The addition of Stephenson is an interesting one. Setting aside the contract he was signed to, this is a player who, at his best, is a high-end playmaker in the league. He struggled mightily in his most recent season, so it's a matter of regaining what he had in 2022-23 and earlier. If he can do that, he can help some of their forwards find their scoring touch again, and that is a big help to the roster.
Seattle let a handful of depth forwards go in the offseason and that leaves roster spots open for their younger players. We'll get back to that in a second.
Ready for Full Time: This should be the season where Ryker Evans turns in a full campaign.

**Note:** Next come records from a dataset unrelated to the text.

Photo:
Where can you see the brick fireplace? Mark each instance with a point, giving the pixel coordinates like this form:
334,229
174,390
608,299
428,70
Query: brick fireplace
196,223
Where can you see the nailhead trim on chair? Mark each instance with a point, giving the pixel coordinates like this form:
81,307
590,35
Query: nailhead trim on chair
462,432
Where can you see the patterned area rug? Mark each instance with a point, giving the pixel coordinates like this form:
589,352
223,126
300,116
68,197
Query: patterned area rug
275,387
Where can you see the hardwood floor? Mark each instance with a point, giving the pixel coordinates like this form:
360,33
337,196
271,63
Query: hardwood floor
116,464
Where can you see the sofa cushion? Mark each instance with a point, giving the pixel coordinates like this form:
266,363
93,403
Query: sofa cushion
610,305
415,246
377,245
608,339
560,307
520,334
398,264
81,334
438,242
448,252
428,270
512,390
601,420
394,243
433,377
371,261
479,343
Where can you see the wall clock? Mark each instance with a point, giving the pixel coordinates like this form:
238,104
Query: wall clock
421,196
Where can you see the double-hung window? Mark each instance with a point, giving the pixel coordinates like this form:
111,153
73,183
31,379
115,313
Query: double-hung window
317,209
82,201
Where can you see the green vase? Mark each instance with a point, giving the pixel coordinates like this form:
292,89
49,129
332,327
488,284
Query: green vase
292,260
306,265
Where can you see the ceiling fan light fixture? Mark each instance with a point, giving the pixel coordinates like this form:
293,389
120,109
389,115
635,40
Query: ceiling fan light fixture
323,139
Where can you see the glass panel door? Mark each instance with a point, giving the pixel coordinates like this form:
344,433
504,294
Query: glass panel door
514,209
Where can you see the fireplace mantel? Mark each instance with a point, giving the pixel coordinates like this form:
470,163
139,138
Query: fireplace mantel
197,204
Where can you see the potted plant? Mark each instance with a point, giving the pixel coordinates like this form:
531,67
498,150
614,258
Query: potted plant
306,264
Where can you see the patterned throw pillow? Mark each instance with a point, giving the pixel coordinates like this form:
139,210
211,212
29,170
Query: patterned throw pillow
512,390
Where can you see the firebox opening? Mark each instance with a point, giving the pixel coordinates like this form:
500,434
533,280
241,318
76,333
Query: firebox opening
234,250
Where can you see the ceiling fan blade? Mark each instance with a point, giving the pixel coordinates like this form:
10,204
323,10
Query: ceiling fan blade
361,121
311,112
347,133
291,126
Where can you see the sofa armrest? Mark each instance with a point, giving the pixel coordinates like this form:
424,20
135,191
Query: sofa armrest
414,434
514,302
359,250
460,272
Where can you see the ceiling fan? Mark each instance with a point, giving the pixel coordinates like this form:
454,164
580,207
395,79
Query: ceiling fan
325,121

He appeared in 36 games last year but Dumoulin leaving the organization means a third-pair role is up for grabs. The signing of Mahura gives Evans a bit of competition but if he keeps progressing as he has, he should be the full-time guy on the third pair. Montour being added to the roster does put him no higher than third on the depth chart for power play time, though.
Shane Wright will be a full-time member of the Kraken roster. He has 26 goals and 53 points across his last 67 AHL games and Seattle thinned out its depth forward group. That leaves Wright a clear path to third- or fourth-line minutes, and he should be able to lock down that role given his success in the AHL last season. It won't be enough for a lot of fantasy value in most formats, but it's the start of his NHL career in earnest, and he can move up the lineup as the season wears on.
Fantasy Outlook: In 2022-23, the Kraken set a then-record team shooting percentage at 5-on-5 (post-2007 in an 82-game season) and it helped their scoring tremendously. In 2023-24, that regressed heavily causing them to go from the top of the league in 5-on-5 goals per minute to a bottom-5 roster. The true talent of this team lies somewhere in the middle so there should be a scoring rebound across the team, and that's the good news.
The bad news is that this is still a roster devoid of high-end offensive talent. Stephenson and Montour being brought in helps, but they're in a division with Connor McDavid, Leon Draisaitl, Elias Pettersson, JT Miller, and Jack Eichel. Right now, the Kraken have no such gamebreakers. It is an issue for high-end fantasy performance.
The other issue is ice time. Typically, this is not a team that heavily uses any single forward and a lack of ice time on a non-elite offensive team hurts their top guys like Matty Beniers, Jordan Eberle, and Oliver Bjorkstrand. Perhaps things change with Bylsma as coach, but it's another 'believe it when we see it' situations. Even after Seattle traded Alex Wennberg last season, Beniers didn't crack 19 minutes a game. In 2023-24, Filip Forsberg, Matthew Tkachuk, and Steven Stamkos were the only players to crack a point-per-game status while skating under 19 minutes a night. Beniers is nowhere near that level of offensive performer yet, and neither is the rest of the roster, so unless assignments change with Bylsma in a big way, their forwards' upsides are capped.
Montour is in a weird spot. He had a down year in 2023-24 from a fantasy perspective, though it's not hard to chalk that up to a new, defence-first coach, plus Montour returning during the season from his offseason surgery. The new Kraken blue liner is due for a rebound, but how far he can rebound on this roster is an open question.
Daccord should have the edge in goal given his performance in 2023-24, but he is still an unproven goalie on an unproven team. A slow month to start the year could see Grubauer get the starting role back, doing to Daccord what Daccord did to Grubauer a season ago. Relying on 50 starts from either goalie, short of an injury in the next month or so, is expecting too much. However, improved offensive performance from the team combined with their normally-stellar defence and lack of penalty-taking should lead to both goalies being somewhat reliable in fantasy.